Additionally, if someone starts attending The Hills who was sprinkled as an infant, they say they will encourage them to get baptized as an adult. Why? Because they need to make that commitment for themselves rather than having their parents make it for them. They do not say that such people need to be baptized in order to be saved from their sins.
What in the world? As I noted above, the Scriptural witness on baptism is manifold. It doesn’t talk about commitment. It talks about salvation. Forgiveness of sins. New life. I’m pretty sure Rick Atchley owns a Bible. I suspect he’s even read it some. However, his teaching on baptism isn’t coming from the Bible.
Instead, it appears to be constructed to be as inoffensive to as many people as possible. You’ve got the old guard at The Hills, the people who were “raised in the church” and have a traditional understanding that baptism is important, even though they don’t know why. They hear these men saying “Baptism is necessary,” and they’re satisfied. No stumbling block for them.
No stumbling block for denominational visitors either, whatever their religious background might be. Somebody who has been baptized into the Baptist Church will hear this and say, “I’m good!” Somebody who is sprinkled as an infant will understand that they need to get baptized someday, but until then, they still have been saved by faith.
Baptism at the Hills ends up being like changing your furnace filter. You know you should, but it’s easy to put off. They have adopted this position not because of faithfulness to the word, but because it will be the most popular.

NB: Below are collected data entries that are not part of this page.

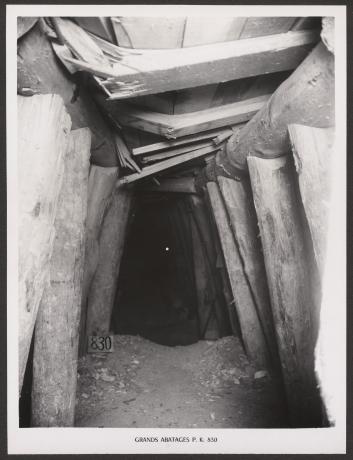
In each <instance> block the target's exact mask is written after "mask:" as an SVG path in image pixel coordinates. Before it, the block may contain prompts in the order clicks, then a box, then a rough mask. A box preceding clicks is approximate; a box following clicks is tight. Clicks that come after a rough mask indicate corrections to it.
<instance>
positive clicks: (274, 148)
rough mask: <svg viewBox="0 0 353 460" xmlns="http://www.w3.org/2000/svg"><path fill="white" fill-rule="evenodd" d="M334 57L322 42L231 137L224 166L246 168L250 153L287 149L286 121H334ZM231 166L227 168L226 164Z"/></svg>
mask: <svg viewBox="0 0 353 460" xmlns="http://www.w3.org/2000/svg"><path fill="white" fill-rule="evenodd" d="M334 75H335V63H334V56H333V54H332V53H330V51H328V50H327V49H326V48H325V45H324V44H323V43H322V42H321V43H320V44H319V45H317V47H316V48H315V49H314V50H313V51H312V52H311V53H310V54H309V56H308V57H307V58H306V59H305V60H304V61H303V62H302V64H301V65H300V66H299V67H298V68H297V69H296V70H295V71H294V72H293V73H292V74H291V75H290V77H289V78H288V79H287V80H285V81H284V82H283V83H282V84H281V85H280V86H279V87H278V88H277V90H276V91H275V92H274V93H273V95H272V97H271V98H270V100H269V101H268V102H267V104H265V105H264V106H263V107H262V109H261V110H260V111H259V112H258V113H257V114H256V115H255V116H254V117H253V118H252V119H251V120H250V122H249V123H248V124H247V125H246V126H245V127H244V129H243V130H242V132H241V135H240V136H239V137H236V136H233V137H232V138H230V140H229V142H228V144H227V150H226V154H225V156H224V158H222V164H223V167H224V168H226V169H231V167H235V168H237V169H240V170H244V171H245V170H247V163H246V158H247V156H249V155H253V156H258V157H260V158H276V157H278V156H281V155H286V154H287V153H288V152H290V150H291V148H290V142H289V136H288V131H287V126H288V125H289V124H302V125H309V126H314V127H317V128H328V127H332V126H334V124H335V102H334V97H335V77H334ZM228 165H229V166H230V168H229V167H228Z"/></svg>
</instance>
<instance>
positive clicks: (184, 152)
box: [141, 140, 214, 164]
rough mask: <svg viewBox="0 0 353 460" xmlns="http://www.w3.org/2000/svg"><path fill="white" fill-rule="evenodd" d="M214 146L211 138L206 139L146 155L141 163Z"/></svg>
mask: <svg viewBox="0 0 353 460" xmlns="http://www.w3.org/2000/svg"><path fill="white" fill-rule="evenodd" d="M213 146H214V144H213V143H212V140H209V141H204V142H198V143H197V144H193V145H186V146H182V147H177V148H174V149H167V150H164V151H163V152H160V153H154V154H153V155H146V156H144V157H143V158H141V163H142V164H148V163H154V162H156V161H161V160H166V159H167V158H172V157H176V156H178V155H181V154H182V153H189V152H194V151H195V150H199V149H201V148H206V147H213Z"/></svg>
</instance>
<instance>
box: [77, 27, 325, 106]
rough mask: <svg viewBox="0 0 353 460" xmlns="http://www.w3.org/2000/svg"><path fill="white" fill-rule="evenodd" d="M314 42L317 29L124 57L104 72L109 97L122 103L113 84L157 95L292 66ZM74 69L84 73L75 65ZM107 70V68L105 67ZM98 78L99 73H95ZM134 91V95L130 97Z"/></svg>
mask: <svg viewBox="0 0 353 460" xmlns="http://www.w3.org/2000/svg"><path fill="white" fill-rule="evenodd" d="M318 40H319V33H318V32H317V31H307V30H304V31H295V32H286V33H283V34H277V35H270V36H267V37H258V38H249V39H245V40H235V41H229V42H223V43H215V44H211V45H203V46H194V47H190V48H182V49H173V50H168V51H163V50H158V51H154V50H151V51H146V50H144V52H143V54H142V55H140V56H136V55H135V56H133V55H131V56H126V57H124V59H123V61H122V63H123V64H124V65H119V64H116V65H115V66H114V68H113V69H112V70H111V71H109V72H107V73H108V75H107V78H109V77H110V78H109V80H108V81H107V83H106V85H107V88H108V89H109V90H110V91H111V92H115V94H113V95H112V97H111V99H113V100H114V99H122V98H124V97H127V96H126V94H124V93H120V92H119V88H118V87H116V84H115V82H119V83H128V82H132V81H136V82H138V84H139V85H141V86H139V87H137V88H136V90H135V91H134V90H133V91H132V93H131V94H130V96H131V97H133V96H134V95H140V96H142V95H146V94H156V93H162V92H166V91H175V90H179V89H184V88H194V87H197V86H203V85H209V84H212V83H219V82H220V81H229V80H238V79H241V78H247V77H251V76H255V75H262V74H265V73H273V72H280V71H283V70H291V69H294V68H296V67H297V66H298V65H299V64H300V63H301V61H302V60H303V59H304V58H305V57H306V55H307V53H308V52H309V51H310V49H311V48H312V47H313V46H314V44H315V43H317V42H318ZM75 65H76V66H77V70H83V68H82V66H81V63H80V62H79V61H75ZM107 70H108V69H107ZM97 75H98V74H97ZM134 92H135V94H134Z"/></svg>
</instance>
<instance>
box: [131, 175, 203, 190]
mask: <svg viewBox="0 0 353 460" xmlns="http://www.w3.org/2000/svg"><path fill="white" fill-rule="evenodd" d="M136 191H137V192H171V193H197V192H196V188H195V179H194V178H193V177H176V178H163V180H160V184H159V185H156V184H144V185H142V186H141V187H139V188H137V189H136Z"/></svg>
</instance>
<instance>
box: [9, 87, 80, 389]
mask: <svg viewBox="0 0 353 460" xmlns="http://www.w3.org/2000/svg"><path fill="white" fill-rule="evenodd" d="M17 101H18V110H17V113H18V147H17V149H18V164H19V178H18V184H19V185H18V186H19V258H18V270H19V307H18V308H19V391H21V388H22V382H23V376H24V372H25V368H26V363H27V358H28V352H29V347H30V343H31V339H32V335H33V329H34V324H35V321H36V317H37V312H38V308H39V304H40V300H41V298H42V294H43V291H44V288H45V286H46V283H47V281H48V279H49V268H50V267H49V263H50V257H51V253H52V249H53V243H54V236H55V230H54V220H55V216H56V209H57V202H58V197H59V193H60V189H61V184H62V179H63V172H64V155H65V153H66V151H67V145H68V136H69V131H70V128H71V120H70V117H69V115H68V113H67V112H66V110H65V106H64V102H63V100H62V98H61V97H60V96H58V95H52V94H50V95H49V94H48V95H36V96H32V97H29V98H27V97H22V96H18V98H17Z"/></svg>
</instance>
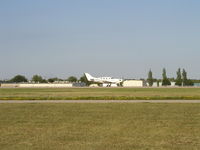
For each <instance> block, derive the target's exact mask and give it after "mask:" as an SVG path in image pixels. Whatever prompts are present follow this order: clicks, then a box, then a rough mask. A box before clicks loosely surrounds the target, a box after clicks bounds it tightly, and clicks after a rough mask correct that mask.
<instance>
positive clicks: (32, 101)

In practice, it is awfully hard to draw a bright line separating the adoption of the instrument and The Hills’ position on baptism. Even though the Scriptural evidence is different, the thought process is the same.
Nobody studies the New Testament and says, “Here’s the passage that plainly teaches that instrumental music is fine!” Instead, they look around, realize that instrumental worship is popular (with “the young people”, with outsiders, etc.), and then go hunting for Biblical justification. Once you start down that road with worship, you keep going with salvation.
Every congregation must decide who its lord is going to be. Is it going to be the children we hope to retain, the visitors we want to become members? Or is it going to be the One who died and was raised for us? Our approach to the word in all things will reveal the truth.